Weiter heißt es: „Der Krieg in der Ukraine ist ein blutiger Stellvertreterkrieg zwischen der NATO und Russland.“ Der Krieg sei zwar „militärisch von Russland begonnen (worden), aber er wäre vom Westen verhinderbar gewesen und hätte längst beendet werden können“. Nötig seien ein Waffenstillstand und Friedensverhandlungen. „Um Russland zur Aufnahme von Verhandlungen zu motivieren, sollte für diesen Fall der sofortige Stopp aller Rüstungsexporte in die Ukraine angeboten werden“, heißt es in dem Papier.

In der Migrationspolitik wiederholt der Entwurf die bekannte Position Wagenknechts: Asylverfahren an den EU-Außengrenzen oder in Drittstaaten und Bekämpfung von Fluchtursachen.

Auch Wagenknechts Kritik an der sogenannten Cancel Culture findet sich wieder: „In der Attitüde eines modernen Wahrheitsministeriums nehmen viele Politiker und Journalisten oder die sogenannten Faktenchecker heute für sich in Anspruch festzulegen, was richtig und was falsch ist.“ Teil dieser Cancel Culture sei der Digital Services Act der EU, der zurückgenommen werden müsse.
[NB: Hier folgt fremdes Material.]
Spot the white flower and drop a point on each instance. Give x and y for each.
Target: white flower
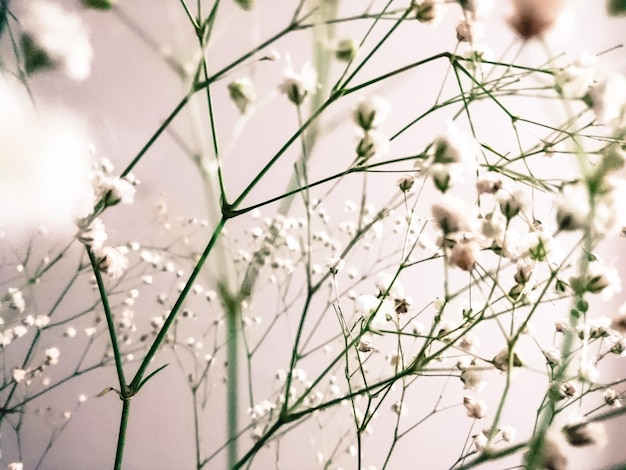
(119, 190)
(587, 370)
(383, 284)
(61, 35)
(298, 86)
(608, 98)
(454, 156)
(478, 8)
(473, 379)
(533, 18)
(372, 146)
(612, 398)
(399, 408)
(335, 264)
(455, 147)
(371, 112)
(601, 279)
(512, 202)
(52, 356)
(429, 11)
(112, 261)
(453, 215)
(464, 254)
(575, 79)
(469, 31)
(15, 299)
(469, 343)
(508, 434)
(585, 433)
(572, 207)
(476, 409)
(92, 235)
(43, 180)
(19, 375)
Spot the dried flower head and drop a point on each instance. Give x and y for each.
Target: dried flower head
(533, 18)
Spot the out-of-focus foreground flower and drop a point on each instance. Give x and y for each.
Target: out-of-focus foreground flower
(44, 164)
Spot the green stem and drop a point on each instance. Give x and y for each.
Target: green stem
(110, 323)
(121, 437)
(134, 385)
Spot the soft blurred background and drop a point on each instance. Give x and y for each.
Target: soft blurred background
(142, 51)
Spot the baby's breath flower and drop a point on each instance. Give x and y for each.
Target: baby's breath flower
(19, 375)
(399, 408)
(406, 184)
(473, 379)
(452, 215)
(508, 434)
(608, 99)
(554, 451)
(53, 36)
(335, 264)
(501, 360)
(100, 4)
(585, 433)
(299, 86)
(15, 299)
(533, 18)
(92, 234)
(52, 356)
(245, 4)
(612, 398)
(373, 145)
(575, 79)
(469, 31)
(512, 202)
(489, 184)
(464, 254)
(346, 50)
(476, 409)
(371, 112)
(112, 261)
(587, 370)
(429, 11)
(477, 8)
(117, 190)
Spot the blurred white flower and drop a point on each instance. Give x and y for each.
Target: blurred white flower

Er macht nach Darstellung der EU-Kommission Vorgaben für Plattformen, die im Binnenmarkt systemrelevant sind, und soll dabei die Grundrechte der Nutzer schützen.

Das Bündnis Sahra Wagenknecht hatte sich vergangene Woche als Partei formiert. Wagenknecht war lange in der Linkspartei aktiv und sitzt im Bundestag. Sie ist in einer Doppelspitze mit der früheren Chefin der Linksfraktion, Amira Mohamed Ali, Vorsitzende der neuen Partei.(dpa/dts/red)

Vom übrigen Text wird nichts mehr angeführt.